Au mieux, l’exécutif a échoué à étayer cette hypothèses par des éléments factuels. Probablement parce qu’il n’en est pas capable, accentuant ainsi l’impression de “frappes aveugles”. Au pire, cette hypothèse est fausse. Elle est d’ailleurs fragilisée par des “témoignages terrain”.

La deuxième hypothèse est la suivante : “le mur va considérablement limiter cet appui”.

Selon la Cour des Comptes américaine, le mur entre la Mexique et les Etats Unis a été traversé plus de 3000 fois en trois ans. Sensé représenter un rempart efficace contre le trafic de drogue, ce mur a également échoué. Le trafic de drogue a en effet … doublé depuis 2006.

Le dernière hypothèse suppose qu’une une fois cette source principale vaincue grâce à ce mur efficace, les terroristes n’auront plus d’alternatives. Déni de réalité. Dans une interview accordée au journal Le Monde le 21 mars 2012, Ali Laaryedh mentionne “certains (qui) essaient de (s’entraîner) en Tunisie, y compris dans les salles de sport.”  Idem pour les armes. Le stock déjà en circulation est probablement suffisant pour une large série de nouveaux drames humains.

Et c’est là qu’intervient une seconde gêne. Le sentiment que l’exécutif, par conviction ou par absence de projet réel, rejette la faute sur “les autres”. L’enfer.

Le mur des illusions

Mur Tunisie-Libye (source : FTV)

Une symbolique détestable

Quel déni de réalité pour un pays premier exportateur de terroristes dans la région que de vouloir de se protéger des invasions des autres. Après les murs berlinois et israéliens, voici venu le temps du mur ras-jdirien. Cher exécutif, tu viens d’entrer dans l’histoire. Bravo.

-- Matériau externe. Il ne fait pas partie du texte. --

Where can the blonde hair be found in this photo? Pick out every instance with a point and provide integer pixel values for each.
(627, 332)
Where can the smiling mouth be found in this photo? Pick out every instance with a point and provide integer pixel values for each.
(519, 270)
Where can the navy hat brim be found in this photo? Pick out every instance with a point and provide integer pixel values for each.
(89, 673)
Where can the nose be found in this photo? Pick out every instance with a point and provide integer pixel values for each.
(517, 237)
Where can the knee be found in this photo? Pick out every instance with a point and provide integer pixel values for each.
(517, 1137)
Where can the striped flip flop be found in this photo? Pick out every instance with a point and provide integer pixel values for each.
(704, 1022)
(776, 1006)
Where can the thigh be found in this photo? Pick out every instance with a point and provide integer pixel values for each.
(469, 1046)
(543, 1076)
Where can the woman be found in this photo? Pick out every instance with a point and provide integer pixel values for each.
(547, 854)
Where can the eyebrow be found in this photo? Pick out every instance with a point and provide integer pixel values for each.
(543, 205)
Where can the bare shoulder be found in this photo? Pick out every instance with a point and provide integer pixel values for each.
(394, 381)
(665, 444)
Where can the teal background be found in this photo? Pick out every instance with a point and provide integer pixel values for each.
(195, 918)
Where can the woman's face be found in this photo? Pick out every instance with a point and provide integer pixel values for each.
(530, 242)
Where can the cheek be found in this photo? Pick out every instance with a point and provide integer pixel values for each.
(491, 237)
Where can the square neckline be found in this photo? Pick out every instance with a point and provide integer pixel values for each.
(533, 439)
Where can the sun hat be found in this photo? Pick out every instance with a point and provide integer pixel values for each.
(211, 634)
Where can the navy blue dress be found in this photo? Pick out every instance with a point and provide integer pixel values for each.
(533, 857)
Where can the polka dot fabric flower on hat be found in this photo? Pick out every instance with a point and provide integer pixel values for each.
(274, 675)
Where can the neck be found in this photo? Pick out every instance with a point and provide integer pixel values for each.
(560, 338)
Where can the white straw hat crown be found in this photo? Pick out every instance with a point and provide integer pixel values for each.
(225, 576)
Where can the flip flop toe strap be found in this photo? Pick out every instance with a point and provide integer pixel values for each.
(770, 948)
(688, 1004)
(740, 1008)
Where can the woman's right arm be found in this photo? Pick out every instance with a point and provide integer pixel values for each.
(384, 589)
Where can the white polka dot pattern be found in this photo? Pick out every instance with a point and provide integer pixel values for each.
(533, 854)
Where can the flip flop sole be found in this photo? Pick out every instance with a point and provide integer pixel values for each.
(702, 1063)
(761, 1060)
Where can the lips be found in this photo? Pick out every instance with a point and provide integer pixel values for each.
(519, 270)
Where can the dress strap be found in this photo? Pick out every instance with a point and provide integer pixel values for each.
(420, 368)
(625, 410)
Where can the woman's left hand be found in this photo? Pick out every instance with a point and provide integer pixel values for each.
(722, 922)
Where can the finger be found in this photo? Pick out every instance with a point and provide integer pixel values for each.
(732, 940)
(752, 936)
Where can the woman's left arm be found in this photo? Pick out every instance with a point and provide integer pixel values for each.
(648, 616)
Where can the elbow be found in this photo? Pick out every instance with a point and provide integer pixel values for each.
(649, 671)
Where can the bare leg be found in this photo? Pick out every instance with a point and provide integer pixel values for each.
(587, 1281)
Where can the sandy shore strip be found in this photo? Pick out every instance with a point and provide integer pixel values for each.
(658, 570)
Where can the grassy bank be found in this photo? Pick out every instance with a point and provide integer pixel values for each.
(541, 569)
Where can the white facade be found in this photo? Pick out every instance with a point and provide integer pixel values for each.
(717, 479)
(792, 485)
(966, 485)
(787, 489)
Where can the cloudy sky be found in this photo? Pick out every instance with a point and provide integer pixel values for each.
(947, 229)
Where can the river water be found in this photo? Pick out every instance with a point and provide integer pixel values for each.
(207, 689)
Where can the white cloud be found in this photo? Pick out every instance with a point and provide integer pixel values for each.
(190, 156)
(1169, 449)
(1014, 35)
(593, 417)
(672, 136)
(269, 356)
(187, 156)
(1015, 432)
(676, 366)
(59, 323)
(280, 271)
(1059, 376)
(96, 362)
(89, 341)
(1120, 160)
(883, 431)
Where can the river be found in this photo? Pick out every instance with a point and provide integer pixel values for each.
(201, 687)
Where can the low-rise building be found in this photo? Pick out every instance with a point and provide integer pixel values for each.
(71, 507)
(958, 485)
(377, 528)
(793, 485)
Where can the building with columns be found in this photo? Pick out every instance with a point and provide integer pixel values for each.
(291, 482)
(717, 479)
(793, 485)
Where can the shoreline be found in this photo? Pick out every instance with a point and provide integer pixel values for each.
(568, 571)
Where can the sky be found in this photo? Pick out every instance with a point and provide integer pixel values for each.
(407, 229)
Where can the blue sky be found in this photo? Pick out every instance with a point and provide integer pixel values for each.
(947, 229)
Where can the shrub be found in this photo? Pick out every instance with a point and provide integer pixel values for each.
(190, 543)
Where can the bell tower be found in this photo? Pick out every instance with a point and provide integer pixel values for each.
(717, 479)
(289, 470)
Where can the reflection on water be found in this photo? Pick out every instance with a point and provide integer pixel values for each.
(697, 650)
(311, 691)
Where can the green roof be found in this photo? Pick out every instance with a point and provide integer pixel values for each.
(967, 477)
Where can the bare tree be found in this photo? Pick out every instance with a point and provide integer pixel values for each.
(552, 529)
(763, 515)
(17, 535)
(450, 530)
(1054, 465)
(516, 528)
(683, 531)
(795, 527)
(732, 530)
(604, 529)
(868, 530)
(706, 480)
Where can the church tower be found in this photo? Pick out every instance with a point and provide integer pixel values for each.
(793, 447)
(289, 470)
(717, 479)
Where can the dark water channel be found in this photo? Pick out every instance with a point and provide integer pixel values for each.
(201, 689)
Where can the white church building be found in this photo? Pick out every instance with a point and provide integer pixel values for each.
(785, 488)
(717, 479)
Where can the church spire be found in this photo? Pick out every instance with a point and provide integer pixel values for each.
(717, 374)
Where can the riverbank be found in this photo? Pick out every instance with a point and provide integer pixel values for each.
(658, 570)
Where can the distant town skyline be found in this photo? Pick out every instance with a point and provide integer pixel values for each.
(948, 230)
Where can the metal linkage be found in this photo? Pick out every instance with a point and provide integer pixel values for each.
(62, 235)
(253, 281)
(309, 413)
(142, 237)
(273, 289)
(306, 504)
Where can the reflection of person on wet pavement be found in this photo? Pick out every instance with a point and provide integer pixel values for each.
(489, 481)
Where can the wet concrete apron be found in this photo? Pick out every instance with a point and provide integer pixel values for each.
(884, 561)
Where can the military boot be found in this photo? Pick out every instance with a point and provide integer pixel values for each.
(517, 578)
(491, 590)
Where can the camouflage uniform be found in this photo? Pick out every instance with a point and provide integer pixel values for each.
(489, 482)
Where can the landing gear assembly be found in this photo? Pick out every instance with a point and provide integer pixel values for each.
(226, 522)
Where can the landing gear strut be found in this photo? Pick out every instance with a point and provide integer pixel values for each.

On nous opposera sûrement l’idée que nos voisins libyens sont toujours libres d’accéder à la Tunisie. C’est nier que ce mur instaure de facto une hiérarchie, un rapport de force et une asymétrie pour le moins détestables.

Le mur n’est pas non plus dans l’esprit de l’article 5 de la Constitution. Là où l’État doit favoriser les mesures visant la concrétisation du Maghreb arabe, il édifie une frontière physique et psychologique nouvelle.

Cherche désespérément un architecte !

Au vu de ces éléments, on en est à se demander si ce mur de sable ne cherche pas à construire un mirage de sécurité. Une protection illusoire que le premier coup de vent un peu fort emportera.

Car on peine à déchiffrer la stratégie que suit l’exécutif dans sa “guerre” contre le terrorisme. Après avoir fustigé les Tunisiens eux mêmes, puis les grèves, puis des mosquées hors de contrôle, l’exécutif s’est attaqué à la source de tous les maux : la Libye, en nous prévenant que l’Etat était à un attentat du chaos.

Pas un mot par contre sur l’efficacité et l’efficience de l’organisation sécuritaire. Rien non plus sur la capacité des organisations terroristes à mobiliser une jeunesse en totale perdition.

Désespérant, pour un gouvernement qui a construit sa campagne autour de la sécurité et de la jeunesse.